Author: Alan J. Flavell Date: To: Exim users list Subject: Re: [Exim] Mydoom and virus signature updates
On Mon, 26 Jul 2004, Peter Bowyer wrote:
> My consumer-grade McAfee just updated in the past few minutes - it now
> catches a sample of this one. The clamav on my mail relays doesn't yet,
> though.
Well, checking my mail logs, the first one had me confused at first,
into believing that it really -had- done a double-flip around ICL
before they finally sent a misguided bounce to the victim's address.
Of course I could see it had to be an undetected virus, but I was
still initially fooled by the cover story. This was around 14:20 UTC.
Within half an hour it was clear what was going on (a good job I
happened to be on the receiving end of the first one, and not
otherwise occupied - sheer chance), I had arranged to freeze all .zip
attachments for inspection until the issue became clear.

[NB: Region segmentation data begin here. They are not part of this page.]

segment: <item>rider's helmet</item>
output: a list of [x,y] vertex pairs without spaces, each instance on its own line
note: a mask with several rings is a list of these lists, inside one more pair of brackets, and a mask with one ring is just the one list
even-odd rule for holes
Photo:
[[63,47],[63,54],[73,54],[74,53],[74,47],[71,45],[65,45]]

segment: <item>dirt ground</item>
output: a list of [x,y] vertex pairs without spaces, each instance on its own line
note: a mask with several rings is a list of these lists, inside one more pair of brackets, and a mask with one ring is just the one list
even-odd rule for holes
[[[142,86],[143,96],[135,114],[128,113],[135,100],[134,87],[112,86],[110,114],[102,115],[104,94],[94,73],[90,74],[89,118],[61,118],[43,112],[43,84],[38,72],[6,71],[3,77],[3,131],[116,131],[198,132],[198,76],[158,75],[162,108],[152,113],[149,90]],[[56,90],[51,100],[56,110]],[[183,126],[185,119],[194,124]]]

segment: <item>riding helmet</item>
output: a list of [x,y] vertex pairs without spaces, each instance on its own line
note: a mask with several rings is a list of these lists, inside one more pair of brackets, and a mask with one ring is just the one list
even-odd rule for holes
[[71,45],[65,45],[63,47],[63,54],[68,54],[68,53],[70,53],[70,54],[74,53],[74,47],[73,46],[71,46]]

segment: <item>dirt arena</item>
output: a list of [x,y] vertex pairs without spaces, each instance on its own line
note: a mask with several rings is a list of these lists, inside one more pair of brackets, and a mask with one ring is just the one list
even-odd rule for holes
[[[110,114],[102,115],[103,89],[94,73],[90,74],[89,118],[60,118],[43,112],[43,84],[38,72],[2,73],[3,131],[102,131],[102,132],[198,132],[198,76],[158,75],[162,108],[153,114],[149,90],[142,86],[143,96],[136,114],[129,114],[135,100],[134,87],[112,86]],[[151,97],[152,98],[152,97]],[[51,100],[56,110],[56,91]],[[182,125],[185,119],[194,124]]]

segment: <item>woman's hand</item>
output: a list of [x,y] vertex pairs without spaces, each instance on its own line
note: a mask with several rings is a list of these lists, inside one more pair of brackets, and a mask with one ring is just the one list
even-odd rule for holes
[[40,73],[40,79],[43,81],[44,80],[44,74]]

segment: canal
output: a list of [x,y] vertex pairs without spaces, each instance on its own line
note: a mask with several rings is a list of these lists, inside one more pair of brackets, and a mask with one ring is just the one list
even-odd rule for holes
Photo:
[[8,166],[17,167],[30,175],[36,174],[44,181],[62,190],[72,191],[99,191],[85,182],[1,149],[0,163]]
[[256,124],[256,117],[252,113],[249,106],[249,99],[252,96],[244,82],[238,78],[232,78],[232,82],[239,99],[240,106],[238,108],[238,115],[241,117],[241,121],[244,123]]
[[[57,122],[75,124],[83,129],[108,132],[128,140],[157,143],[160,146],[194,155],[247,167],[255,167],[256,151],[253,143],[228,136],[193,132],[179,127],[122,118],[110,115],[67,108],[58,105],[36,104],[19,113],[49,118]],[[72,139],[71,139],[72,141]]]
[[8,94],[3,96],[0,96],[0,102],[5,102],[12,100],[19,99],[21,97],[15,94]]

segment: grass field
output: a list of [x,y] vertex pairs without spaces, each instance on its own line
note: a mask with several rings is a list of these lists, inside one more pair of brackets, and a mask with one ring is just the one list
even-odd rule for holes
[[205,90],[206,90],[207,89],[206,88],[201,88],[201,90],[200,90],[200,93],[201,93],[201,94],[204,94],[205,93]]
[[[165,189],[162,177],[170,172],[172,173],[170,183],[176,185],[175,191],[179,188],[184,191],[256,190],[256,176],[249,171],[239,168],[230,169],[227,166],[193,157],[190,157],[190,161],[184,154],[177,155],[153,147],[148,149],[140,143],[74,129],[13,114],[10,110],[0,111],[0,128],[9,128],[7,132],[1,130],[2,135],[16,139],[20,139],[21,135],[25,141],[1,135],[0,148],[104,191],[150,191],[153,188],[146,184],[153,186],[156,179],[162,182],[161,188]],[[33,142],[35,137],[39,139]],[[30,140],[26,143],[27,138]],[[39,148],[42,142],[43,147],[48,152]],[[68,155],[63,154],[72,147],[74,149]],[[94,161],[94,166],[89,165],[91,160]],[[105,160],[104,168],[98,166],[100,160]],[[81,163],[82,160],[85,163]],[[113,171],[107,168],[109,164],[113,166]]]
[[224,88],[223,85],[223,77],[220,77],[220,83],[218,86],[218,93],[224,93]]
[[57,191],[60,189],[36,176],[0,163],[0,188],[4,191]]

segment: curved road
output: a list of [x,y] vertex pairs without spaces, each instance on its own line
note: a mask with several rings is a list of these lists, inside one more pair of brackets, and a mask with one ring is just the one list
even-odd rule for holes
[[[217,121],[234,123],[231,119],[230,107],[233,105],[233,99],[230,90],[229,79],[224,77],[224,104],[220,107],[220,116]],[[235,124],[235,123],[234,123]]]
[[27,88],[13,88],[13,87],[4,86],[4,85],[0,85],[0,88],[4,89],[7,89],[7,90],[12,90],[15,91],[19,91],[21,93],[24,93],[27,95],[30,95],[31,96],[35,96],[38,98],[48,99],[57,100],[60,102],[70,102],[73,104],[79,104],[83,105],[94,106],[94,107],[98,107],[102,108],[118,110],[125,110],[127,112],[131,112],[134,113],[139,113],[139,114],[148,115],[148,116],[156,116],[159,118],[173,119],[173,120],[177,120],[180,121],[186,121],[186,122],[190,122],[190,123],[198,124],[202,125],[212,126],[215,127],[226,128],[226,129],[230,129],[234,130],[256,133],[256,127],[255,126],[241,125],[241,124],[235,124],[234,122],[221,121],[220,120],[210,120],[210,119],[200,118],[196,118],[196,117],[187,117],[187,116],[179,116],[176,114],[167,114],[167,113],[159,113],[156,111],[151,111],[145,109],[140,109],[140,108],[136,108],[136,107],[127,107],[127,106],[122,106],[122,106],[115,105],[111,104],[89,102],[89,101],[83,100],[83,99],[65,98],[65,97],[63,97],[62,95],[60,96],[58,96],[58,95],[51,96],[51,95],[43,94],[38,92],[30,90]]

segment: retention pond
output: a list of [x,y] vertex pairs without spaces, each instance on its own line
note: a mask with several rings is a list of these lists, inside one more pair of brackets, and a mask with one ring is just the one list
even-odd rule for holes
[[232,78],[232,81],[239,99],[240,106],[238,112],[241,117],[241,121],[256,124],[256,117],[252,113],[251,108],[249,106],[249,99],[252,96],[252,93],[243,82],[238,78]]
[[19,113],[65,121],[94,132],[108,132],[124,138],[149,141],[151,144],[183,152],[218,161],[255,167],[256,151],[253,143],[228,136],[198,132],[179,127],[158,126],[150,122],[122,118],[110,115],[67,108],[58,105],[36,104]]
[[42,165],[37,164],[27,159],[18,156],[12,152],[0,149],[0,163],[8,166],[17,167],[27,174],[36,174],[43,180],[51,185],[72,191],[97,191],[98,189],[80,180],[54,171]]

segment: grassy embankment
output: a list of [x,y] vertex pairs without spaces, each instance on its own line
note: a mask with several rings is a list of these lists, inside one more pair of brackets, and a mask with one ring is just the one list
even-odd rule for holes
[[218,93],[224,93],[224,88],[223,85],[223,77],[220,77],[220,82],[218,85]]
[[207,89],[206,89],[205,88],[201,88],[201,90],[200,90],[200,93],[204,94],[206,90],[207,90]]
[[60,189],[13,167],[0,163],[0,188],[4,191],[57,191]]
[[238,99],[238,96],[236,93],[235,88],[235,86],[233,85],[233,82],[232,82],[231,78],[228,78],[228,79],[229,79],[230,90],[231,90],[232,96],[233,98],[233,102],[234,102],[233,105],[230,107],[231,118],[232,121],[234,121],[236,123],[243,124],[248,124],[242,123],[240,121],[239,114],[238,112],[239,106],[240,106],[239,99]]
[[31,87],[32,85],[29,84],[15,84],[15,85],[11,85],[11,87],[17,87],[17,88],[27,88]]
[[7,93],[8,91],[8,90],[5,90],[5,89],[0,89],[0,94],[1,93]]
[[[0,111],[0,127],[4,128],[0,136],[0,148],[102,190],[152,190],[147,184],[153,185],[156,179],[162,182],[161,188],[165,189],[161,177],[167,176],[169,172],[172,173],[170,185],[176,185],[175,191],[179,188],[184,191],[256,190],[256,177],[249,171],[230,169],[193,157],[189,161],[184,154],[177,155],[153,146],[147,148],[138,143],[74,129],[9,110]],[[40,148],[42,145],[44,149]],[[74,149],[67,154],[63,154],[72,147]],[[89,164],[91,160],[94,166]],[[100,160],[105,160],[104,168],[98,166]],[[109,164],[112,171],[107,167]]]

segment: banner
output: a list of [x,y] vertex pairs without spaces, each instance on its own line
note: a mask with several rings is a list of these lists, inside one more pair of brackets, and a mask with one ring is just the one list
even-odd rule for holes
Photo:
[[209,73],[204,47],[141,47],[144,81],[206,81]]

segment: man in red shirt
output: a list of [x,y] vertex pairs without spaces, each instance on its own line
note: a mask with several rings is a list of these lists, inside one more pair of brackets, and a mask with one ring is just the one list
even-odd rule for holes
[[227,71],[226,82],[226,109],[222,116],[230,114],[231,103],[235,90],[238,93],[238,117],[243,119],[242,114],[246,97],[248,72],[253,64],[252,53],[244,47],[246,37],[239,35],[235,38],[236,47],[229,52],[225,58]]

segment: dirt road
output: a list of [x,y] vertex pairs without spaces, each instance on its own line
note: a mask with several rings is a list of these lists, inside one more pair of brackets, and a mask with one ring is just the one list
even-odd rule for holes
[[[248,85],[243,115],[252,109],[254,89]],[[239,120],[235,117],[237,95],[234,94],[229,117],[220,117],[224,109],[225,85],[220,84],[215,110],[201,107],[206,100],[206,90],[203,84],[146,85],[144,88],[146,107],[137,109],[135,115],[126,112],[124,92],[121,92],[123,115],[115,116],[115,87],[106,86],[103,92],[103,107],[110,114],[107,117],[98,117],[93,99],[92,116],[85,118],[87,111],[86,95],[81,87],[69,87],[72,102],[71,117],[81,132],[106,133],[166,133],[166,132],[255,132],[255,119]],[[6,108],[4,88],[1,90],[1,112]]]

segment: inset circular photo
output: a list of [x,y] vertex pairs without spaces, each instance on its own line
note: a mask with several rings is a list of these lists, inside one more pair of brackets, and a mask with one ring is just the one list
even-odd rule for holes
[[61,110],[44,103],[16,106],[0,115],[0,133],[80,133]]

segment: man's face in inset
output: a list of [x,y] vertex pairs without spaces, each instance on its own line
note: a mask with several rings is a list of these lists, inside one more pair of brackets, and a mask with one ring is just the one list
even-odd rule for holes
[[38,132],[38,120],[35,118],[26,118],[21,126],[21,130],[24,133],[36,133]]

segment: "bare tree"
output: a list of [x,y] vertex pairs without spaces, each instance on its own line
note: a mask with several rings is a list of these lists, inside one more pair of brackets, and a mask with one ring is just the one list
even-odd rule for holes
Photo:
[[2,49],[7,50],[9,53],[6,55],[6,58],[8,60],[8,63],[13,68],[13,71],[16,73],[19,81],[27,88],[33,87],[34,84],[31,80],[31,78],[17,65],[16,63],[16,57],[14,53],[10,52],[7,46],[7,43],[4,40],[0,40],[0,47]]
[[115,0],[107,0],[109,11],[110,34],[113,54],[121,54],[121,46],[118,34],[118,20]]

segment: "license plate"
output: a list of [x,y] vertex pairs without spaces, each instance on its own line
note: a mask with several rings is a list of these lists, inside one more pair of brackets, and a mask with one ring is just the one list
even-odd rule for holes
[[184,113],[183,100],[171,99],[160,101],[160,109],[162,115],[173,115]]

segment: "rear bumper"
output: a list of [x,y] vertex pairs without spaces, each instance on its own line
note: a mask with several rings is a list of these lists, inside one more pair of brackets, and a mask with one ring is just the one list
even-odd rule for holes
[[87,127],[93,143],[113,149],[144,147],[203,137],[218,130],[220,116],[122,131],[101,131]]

I tried a manual update from sophos instead of waiting for the next
scheduled update, and it seems I had got an IDE (mydoom-o) by
15:55UTC. Although this caught some of them, it still let others
through. However, since the timestamp on the present IDE is 16:31UTC,
I would have to assume (sorry, no Round Tuits available to check
further details) that this is a revised version, downloaded by the
scheduled update cycle.
It just goes to show what I've been saying for years now - an
anti-virus product is a valuable back-stop, but it cannot be one's
only line of defence.
Unfortunately, the Great Bringer of Security Holes has contrived to
make .zip files effectively unusable now. Just what we needed...
And the whole thing is exacerbated by a great forest of autospamming
software out there, which takes any kind of incoming virus attack and
turns it into a pestilential assault on third parties whose only
offence was to have their addresses faked. Thanks to TimJ's
collection, we've been keeping most of those at bay until now...
Except that this time it's faking postmaster, which in the past we've
allowed to bypass most of our usual defences. So all these stupid
virus bounces are landing on our postmaster account, damn it. I see
that there's also a sizeable number of non-delivery reports being
offered to our MAILER-DAEMON, for some reason. (Why ever do we need to
accept any kind of inbound to MAILER-DAEMON - couldn't we just reject
those? I had never needed to think about the problem before.)
Anyway, now I'm forced to build a special blacklist of MTAs which
abused the postmaster address. There are several big-name computer
companies have found their way in there today. Sheesh.